Many conservatives have a cultic, ideological and irrational aversion to listening to scientists on two important topics: evolution and climate change. However, many of these same people do rely on the risk assessments of actuaries in insuring their personal and business properties. This November post is a look at the Actuaries Climate Index, which tracks the effects of climate change on areas that will impact the insurance markets. Spoiler: the actuaries agree with the scientists.
I am a strong advocate for improving on the progress that the ACA made in getting access to healthcare to millions more Americans, with the caveat that Americans need to better understand some of the math of healthcare in order to not do something stupid.
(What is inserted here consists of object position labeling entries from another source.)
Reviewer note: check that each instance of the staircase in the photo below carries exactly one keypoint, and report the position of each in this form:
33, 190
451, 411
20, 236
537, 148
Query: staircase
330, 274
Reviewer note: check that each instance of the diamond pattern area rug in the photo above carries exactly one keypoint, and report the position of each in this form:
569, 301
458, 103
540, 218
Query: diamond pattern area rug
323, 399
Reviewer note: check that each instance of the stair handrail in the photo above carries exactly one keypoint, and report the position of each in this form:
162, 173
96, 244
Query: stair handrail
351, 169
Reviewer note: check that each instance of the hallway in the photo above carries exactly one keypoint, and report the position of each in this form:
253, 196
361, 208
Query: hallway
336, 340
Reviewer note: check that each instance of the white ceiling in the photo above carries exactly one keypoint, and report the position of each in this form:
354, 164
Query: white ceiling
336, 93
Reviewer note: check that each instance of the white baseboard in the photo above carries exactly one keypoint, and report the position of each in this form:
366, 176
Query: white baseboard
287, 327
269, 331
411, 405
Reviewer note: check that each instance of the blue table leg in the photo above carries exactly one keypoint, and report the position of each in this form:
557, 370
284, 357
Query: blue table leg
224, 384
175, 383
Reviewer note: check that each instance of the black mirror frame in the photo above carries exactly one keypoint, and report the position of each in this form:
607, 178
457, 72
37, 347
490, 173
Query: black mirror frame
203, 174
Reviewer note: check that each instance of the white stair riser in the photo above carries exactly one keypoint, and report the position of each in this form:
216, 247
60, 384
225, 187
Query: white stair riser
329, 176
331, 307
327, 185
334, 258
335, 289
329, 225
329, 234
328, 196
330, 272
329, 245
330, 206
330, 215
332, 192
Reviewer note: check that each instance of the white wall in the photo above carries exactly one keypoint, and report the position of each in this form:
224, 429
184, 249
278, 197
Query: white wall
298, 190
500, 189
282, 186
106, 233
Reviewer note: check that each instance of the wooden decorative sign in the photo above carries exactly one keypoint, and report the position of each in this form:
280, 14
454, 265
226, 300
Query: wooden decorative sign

The “Medicare-for-all” meme has been spreading quickly ahead of the 2020 primaries, with a lot of different meanings and a lot of bad math. The answer is not as easy as a political slogan. This post lays out some key math realities that any successful improvement of the American healthcare system needs to take into consideration.
This post was part of a series that focused on how some basic “innumeracy” negatively impacts how our society operates. The first was on the math of voter fraud.
This was my latest update on mass violence numbers, with data through October 2018, confirming how the timing of mass shooting events in the United States bears many characteristics of “Poisson randomness,” and how that observation should impact the political conversation.
While many Republicans still want to trash every reform in the Affordable Care Act, and Sanders supporters advocate “Medicare-for-all,” this post suggests that there are several successful intermediate mixes of collective and private healthcare found in Europe, and perhaps it would be wise to look at them for guidance as to what may work better in the U.S.
This short post from March floated through the internet for much of the year with the simple observation that, while conservatives talk this tough line on how to pay (or mostly not pay) for healthcare, the employees at Fox News opt for a very “liberal” system where men are covered for pregnancy, women are covered for prostate problems, and rates do not differ based on the age of the insured. There are good, conservative reasons for this. And oh yes, a look at how corporations like Fox are heavily subsidized by the government to provide healthcare insurance for their employees, even though they would deny an equivalent subsidy to non-employees.
This post from February keeps making the rounds because there is a basic broadly-held misunderstanding about why certain medical costs, such as ambulance rides, emergency rooms and certain drugs, are billed at such high costs. You might have to put your accountant’s hat on, but we largely brought this upon ourselves by forgetting about how we once collectively paid for some key items of “the common good.”